Lake Ontario 2014-2019

1.0 Nearshore Zone Goal

Protect, restore and sustain the diversity of the nearshore fish community, with an emphasis on self-sustaining native fishes such as Walleye, Yellow Perch, Lake Sturgeon, Smallmouth Bass, Largemouth Bass, sunfish, Northern Pike, Muskellunge, Round Whitefish and American Eel.

The Lake Ontario Committee's goal for a diverse nearshore fish community was largely met during the reporting period. Status/trend indicators were met for Yellow Perch, Walleye, and Smallmouth Bass, and these species continue to provide excellent angling opportunities in the nearshore zone. However, status/trend indicators were not met for Lake Sturgeon and American Eel restoration. Lake Sturgeon populations showed no trend during the reporting period and American Eel numbers remain far below target.

2.0 Offshore Pelagic Zone Goal

Maintain the offshore pelagic fish community, that is characterized by a diversity of trout and salmon species including Chinook Salmon, Coho Salmon, Rainbow Trout, Brown Trout, and Atlantic Salmon, in balance with prey fish populations and lower trophic levels.

The offshore zone in Lake Ontario continued to provide outstanding salmon and trout fisheries during the reporting period.
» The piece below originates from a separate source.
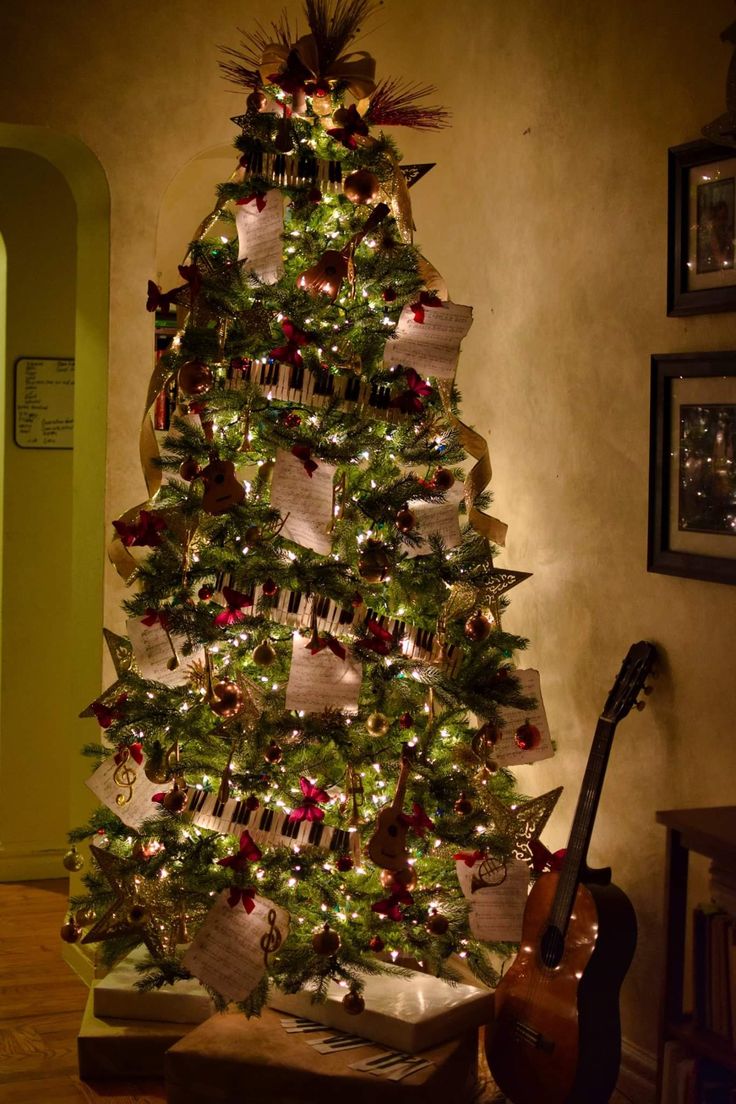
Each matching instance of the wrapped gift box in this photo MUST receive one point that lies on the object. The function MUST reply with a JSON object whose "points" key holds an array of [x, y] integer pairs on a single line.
{"points": [[406, 1014], [118, 1048], [232, 1060], [116, 995]]}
Indicators for Chinook Salmon, Coho Salmon, and Brown Trout were met. Indicators for Rainbow Trout were mixed with the population indicators being met but the fishing quality indicator declining since the last reporting period. The offshore preyfish population indicator was met but the Alewife population also showed a declining trend. Indicators for Atlantic salmon restoration remained low during the reporting period.

3.0 Deep Pelagic And Offshore Benthic Zone Goal

Protect and restore the diversity of the offshore benthic fish community composed of a mix of self-sustaining native species including Lake Trout, Burbot, Lake Whitefish, deepwater ciscoes, Slimy Sculpin, and Deepwater Sculpin.

The Lake Ontario Committee's offshore benthic zone goal had mixed results during the reporting period. Indicators for the adult Lake Trout population were met but natural reproduction remains low and the long-term goal of a self-sustaining Lake Trout population has not been achieved. The indicator for Lake Whitefish populations in eastern Lake Ontario was also not met. However, benthic prey fish diversity and abundance both increased, and the first stocked Bloater were detected during the reporting period.